Slain Providence mob enforcer Kevin Hanrahan intended on assassinating the top two leaders of the New England mafia in the weeks preceding his own homicide in 1992. Per new federal court filings related to an upcoming murder trial in Massachusetts — first reported on Friday by Rhode Island television station WPRI and its resident mobologist Tim White –, Hanrahan planned to use plastic explosives to kill then-Patriarca crime family boss Francis (Cadillac Frank) Salemme and his underboss Luigi (Baby Shacks) Manocchio and possibly conducted dry runs for both attacks before meeting his own grisly demise shortly thereafter.
It’s unclear if Hanrahan had backing from any high-ranking crime family figures in his twin assassination plot. For the majority of Salemme’s five-year run atop the organization he feuded with a renegade mob crew based out of East Boston. He survived being shot six times in a suburban Boston pancake house in June 1989.
Salemme, 84, is standing trial this month in federal court for the May 1993 murder of nightclub owner Stevie DiSarro, a business partner of his who had begun cooperating with the government. He’s pled not guilty. Opening arguments are scheduled for next week. Before being indicted in the DiSarro case two years ago, Cadillac Frank had been residing in the Witness Protection Program.
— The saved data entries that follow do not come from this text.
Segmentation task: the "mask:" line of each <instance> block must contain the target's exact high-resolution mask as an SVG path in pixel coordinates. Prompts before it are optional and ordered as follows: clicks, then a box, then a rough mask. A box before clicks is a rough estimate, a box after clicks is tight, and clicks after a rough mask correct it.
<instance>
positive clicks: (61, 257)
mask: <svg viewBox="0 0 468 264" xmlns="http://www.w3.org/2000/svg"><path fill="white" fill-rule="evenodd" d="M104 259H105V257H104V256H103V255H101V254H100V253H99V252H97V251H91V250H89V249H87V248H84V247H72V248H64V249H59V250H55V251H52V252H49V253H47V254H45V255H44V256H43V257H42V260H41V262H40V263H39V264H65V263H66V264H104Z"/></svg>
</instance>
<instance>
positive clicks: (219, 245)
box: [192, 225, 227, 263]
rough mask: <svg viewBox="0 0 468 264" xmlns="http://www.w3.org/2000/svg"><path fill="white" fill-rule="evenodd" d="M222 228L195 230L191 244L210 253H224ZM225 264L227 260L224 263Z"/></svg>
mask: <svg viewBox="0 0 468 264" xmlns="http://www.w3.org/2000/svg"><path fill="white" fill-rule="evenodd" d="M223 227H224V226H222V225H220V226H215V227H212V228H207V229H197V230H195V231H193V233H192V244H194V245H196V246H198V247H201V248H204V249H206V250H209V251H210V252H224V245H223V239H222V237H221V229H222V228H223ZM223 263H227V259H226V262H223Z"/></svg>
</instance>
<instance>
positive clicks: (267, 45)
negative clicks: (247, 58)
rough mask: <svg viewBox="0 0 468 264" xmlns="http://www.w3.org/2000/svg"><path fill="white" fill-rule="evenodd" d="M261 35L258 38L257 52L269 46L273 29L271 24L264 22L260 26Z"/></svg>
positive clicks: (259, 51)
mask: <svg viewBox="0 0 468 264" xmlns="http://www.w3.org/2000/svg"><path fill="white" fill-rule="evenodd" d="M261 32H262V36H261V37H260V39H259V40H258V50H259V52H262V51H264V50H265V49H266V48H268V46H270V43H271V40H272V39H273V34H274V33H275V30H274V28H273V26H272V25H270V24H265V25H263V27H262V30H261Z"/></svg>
DiSarro’s remains were exhumed from under a converted Rhode Island textile mill in March 2016. Authorities believe he was strangled to death inside the Salemme family home in the posh Boston suburb of Sharon, Massachusetts.
Besides the DiSarro homicide, Salemme appears in jeopardy of being arrested for his role in killing Hanrahan, too. His one-time right-hand man in the mafia, former Providence mob captain, Robert (Bobby the Cigar) DeLuca has implicated him in both murders. The 72-year old DeLuca has pled guilty to playing a role in the DiSarro murder conspiracy and the Hanrahan murder conspiracy.
A court filing from last month in the DiSarro case revealed that DeLuca fingers 90-year old Baby Shacks Manocchio, Salemme’s successor as don but currently retired from activity in the mob, as being tapped by Salemme to handle the details of the Hanrahan hit. Grand jury proceedings have been active in the Hanrahan investigation since last spring.
The most-recent court filing cites a conversation between an FBI agent and an informant where the informant told the agent that Hanrahan had purchased plastic explosives from a contact in Boston as a means of eliminating Salemme and Manocchio.The informant further explained that Hanrahan was going to send a remote-control airplane stocked with some of the explosives into Salemme’s Sharon home to kill him and his wife and the rest he was going to place into a briefcase and detonate in Manocchio’s Providence restaurant headquarters, The Euro Bistro, located in the Federal Hill neighborhood, Rhode Island’s Little Italy — Manocchio has long lived in an apartment above the now-shuttered bistro. Salemme got tipped off to Hanrahan’s intentions, saw Hanrahan casing his home and telephoned Manocchio to warn him of the danger, according to the informant. Manocchio told Salemme on the phone that Hanrahan had in fact been frequenting his eatery with a briefcase in tow.
The 39-year old Hanrahan was of Irish descent and used as a collector and reputed hit man by New England Italian mob administrators for years. Just prior to the news of his wanting to blow up Salemme and Manocchio reaching Patriarca clan brass, Hanrahan had angered his superiors in the syndicate by attempting to shake down a pair of bookies already paying protection money to Providence mafia powers. The bookies told authorities that they were present when Salemme was made aware of the extortion effort and paid extra cash to Rhode Island mob captain Anthony (The Saint) St. Laurent in the days leading up to Hanrahan’s murder to get Hanrahan off their backs. St. Laurent died of natural causes in the fall of 2016, mere weeks after being sprung from a prison sentence.
Hanrahan was gunned down outside a Federal Hill steakhouse on the evening of September 18, 1992. Indicted on racketeering charges in 1995, Salemme flipped in 1999, however neglected to tell his FBI handlers of any role he played in either the DiSarro or Hanrahan homicides, despite admitting his participation in almost a dozen other gangland slayings. Manocchio ruled the Patriarca crime family from the time of Salemme’s imprisonment in 1995 until he voluntarily resigned his post in 2009. He served a four-and-a-half year prison stint (2011-2015) for extorting Rhode Island strip clubs. His welcome home party was held The Euro Bistro.